Hurricane Delta makes it’s 2nd landfall in Louisiana in a season that has seen back-to-back attacks on the Pelican State.
Louisiana’s bad luck started with Cristobal becoming the second-earliest tropical cyclone to make landfall in Louisiana.
Then came Hurricane Marco -- the first of two tropical cyclones to threaten the state within a three-day period. The second was Category 4 Hurricane Laura, the strongest hurricane on record to make landfall in Louisiana since a hurricane in 1856 -- before storms were given names.
Tropical Storm Beta was an omen for more trouble ahead.
It struck Texas first on Sept. 22 but moved on to soak Louisiana and now the National Hurricane Center is forecasting Tropical Storm Delta to make a direct hit in bayou country on Friday which is forecast to bring at least 10 inches of rain.
The active trend is not surprising for the northern Gulf has always been a hot spot for hurricanes.
The very first hurricane reference in the New World struck Spanish conquistador Panfilo de Narvaez near the mouth of the Mississippi river in 1527, approximately where Delta is expected to strike this week.

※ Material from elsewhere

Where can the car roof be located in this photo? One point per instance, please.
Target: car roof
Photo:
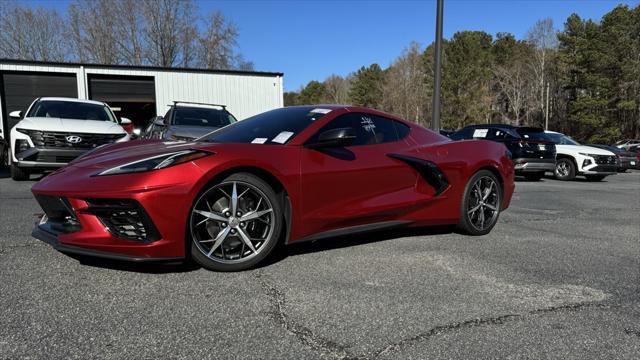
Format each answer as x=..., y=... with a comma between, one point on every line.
x=72, y=100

The list of storms is long averaging two tropical storm strikes in the state every 3 years since 1851.
Why do so many storms target the state?
The easterly winds typically blowing across Jacksonville in the summer flow out of the Azores/Bermuda high-pressure system which also steers many hurricanes into the Gulf.
In June and October, storms are more likely to move up the Gulf from the south and southwest.
As we are seeing play out with Tropical Storm Delta, cold fronts invade Louisiana and quickly pick up any low-pressure system lurking in the Gulf.
Unfortunately, these climatological conditions are unique to the Pelican State and are far outside the range for attracting hurricanes to Northeast Florida.